We recommend using the following SYCL versions with this release:

  • ComputeCpp: 2.6.0 (an earlier version of this document used to recommend "2.6.0 or newer")
  • DPC++: 7735139 or newer
  • hipSYCL: 7b00e2e or newer

Added

  • Introduce aliases or custom implementations in ::celerity namespace for most supported SYCL features (e.g. celerity::access_mode, celerity::item and so on). (c36f55e, 44c181e, f7ca077, 2588d7e, fd58422, e706db3, 7552445)
  • CELERITY_PROFILE_KERNEL is now also supported for hipSYCL. (0521e9e)
  • Add support for unnamed kernels (hipSYCL and DPC++ only). (7a3431e)
  • Add support for nd-range parallel_for alongside local_accessor (hipSYCL and DPC++ only) and group functions. (2588d7e)
  • Add support for SYCL 2020-style reductions (hipSYCL with required patch, DPC++ partially, ComputeCpp unsupported). (e79f765)
  • Add support for DPC++ as a SYCL implementation. (44c181e)
  • The API for accessing distributed data from within host tasks (previously known as host_memory_layout) is streamlined into a new buffer_allocation_window API. (ad66329)
  • Add support for multi-dimensional subscript operators for host and device accessors. (c720ffb)
  • Add support for SYCL 2020-style accessor constructors as well as new access_mode and target enums. (c36f55e)

Changed

  • Celerity will now fall back to using any available SYCL devices instead of aborting in case no GPUs can be found. (0d87461)
  • Improve performance of some applications with large task graphs. (1417296)
  • Rename CELERITY_PROFILE_OCL to CELERITY_PROFILE_KERNEL. (ae94ef4)
  • Improve handling of configuration environment variables such as CELERITY_DEVICES. (fc595d2)
  • Terminate execution in case an asynchronous SYCL error is reported. (10d3d75)
  • Remove dependency on Boost. (ae66f22)
  • Report an error when more than one build configuration (Debug, Release, ...) of Celerity is installed to the same location. (2c12944)

Deprecated

  • host_memory_layout and associated functions are being deprecated in favor of buffer_allocation_window. (ad66329)
  • Range mappers no longer require kernel and buffer dimensions to be explicitly specified.

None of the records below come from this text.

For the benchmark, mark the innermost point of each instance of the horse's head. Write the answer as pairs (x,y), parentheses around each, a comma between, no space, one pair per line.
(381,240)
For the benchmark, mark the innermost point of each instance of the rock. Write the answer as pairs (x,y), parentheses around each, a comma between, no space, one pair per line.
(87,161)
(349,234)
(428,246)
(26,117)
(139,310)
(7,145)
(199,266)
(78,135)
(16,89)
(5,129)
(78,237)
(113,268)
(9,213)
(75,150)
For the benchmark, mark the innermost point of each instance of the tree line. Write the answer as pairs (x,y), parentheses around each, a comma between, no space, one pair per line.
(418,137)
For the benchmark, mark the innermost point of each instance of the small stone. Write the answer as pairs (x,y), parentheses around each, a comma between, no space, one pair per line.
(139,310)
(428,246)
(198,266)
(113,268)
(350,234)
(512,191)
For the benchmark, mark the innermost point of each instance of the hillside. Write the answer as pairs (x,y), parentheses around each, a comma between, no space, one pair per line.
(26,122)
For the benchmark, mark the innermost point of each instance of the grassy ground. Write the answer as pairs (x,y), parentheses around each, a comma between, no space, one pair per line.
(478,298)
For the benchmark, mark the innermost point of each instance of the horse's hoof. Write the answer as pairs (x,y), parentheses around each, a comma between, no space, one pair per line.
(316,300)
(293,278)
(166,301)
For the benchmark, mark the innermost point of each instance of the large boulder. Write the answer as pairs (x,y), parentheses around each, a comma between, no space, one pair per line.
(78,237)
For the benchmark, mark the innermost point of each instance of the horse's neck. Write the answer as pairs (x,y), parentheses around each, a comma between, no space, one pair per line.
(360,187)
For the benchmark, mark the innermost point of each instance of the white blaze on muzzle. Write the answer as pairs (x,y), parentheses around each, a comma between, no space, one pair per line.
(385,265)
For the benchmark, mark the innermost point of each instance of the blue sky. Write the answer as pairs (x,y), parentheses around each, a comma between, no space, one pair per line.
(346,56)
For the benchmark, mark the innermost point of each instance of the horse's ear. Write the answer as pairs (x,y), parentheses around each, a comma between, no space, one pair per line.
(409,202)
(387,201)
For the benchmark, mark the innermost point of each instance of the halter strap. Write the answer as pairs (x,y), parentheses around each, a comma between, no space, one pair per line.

Doing so will now trigger a deprecation warning. (50dd62d)

Removed

  • Remove support for CELERITY_FORCE_WG configuration environment variable. (afe81cc)

Fixed

  • Fix a crash occurring when creating new buffers after a number of tasks have already been processed. (d33c8d2)
  • Forward correct offset / range to SYCL accessors internally. (349d58b)
  • Fix a crash that could happen when building a Debug executable against a Release installation of Celerity or vice-versa. (2c12944)
  • Fix a bug that could cause nested SYCL command groups to be submitted. (750b28a)

[0.2.1] - 2020-09-09

Fixed

  • Re-enable ComputeCpp workaround for explicit copy operations. (f58b146b)
  • Fix compilation on Windows by avoiding the TRUE literal as enum value. (8de922e9)
  • Fix compilation with Boost < 1.67 by using backwards compatible header. (a51c98a7)

[0.2.0] - 2020-09-04

Added

  • Following the release of the SYCL 2020 provisional spec, master access tasks have been retired in favor of host tasks. These are scheduled in command groups in the same fashion as compute tasks. In addition to master-only execution, they allow distributing host code amongst nodes. (bbf90637)
  • Celerity buffers are now fully virtualized, meaning that your Celerity application only allocates as much memory as required on each node. (8a203872)
  • (Experimental) Collective host tasks allow integration of distributed I/O by providing an infrastructure to call MPI collective APIs like parallel HDF5 from within asynchronous Celerity tasks. (bbf90637)
  • Properly support 3D kernels. (e5543bd0)

Changed

  • Celerity now uses (and requires) C++17. (5eec3e02)
  • Celerity should now perform better with large command graphs. (5d876a5a)
  • Celerity should now be able to automatically assign a unique compute device to each node on a host, given that a sufficient number of devices is available. (9d3da06e)

Fixed

  • Don't print an error message regarding buffer lifetime for trivial programs (i.e., programs containing no tasks). (ae133458)

Removed

  • Removed celerity::queue::with_master_access, which is replaced by the more powerful celerity::handler::host_task. (bbf90637)

[0.1.0] - 2019-09-05

Hello, World! This is our first release!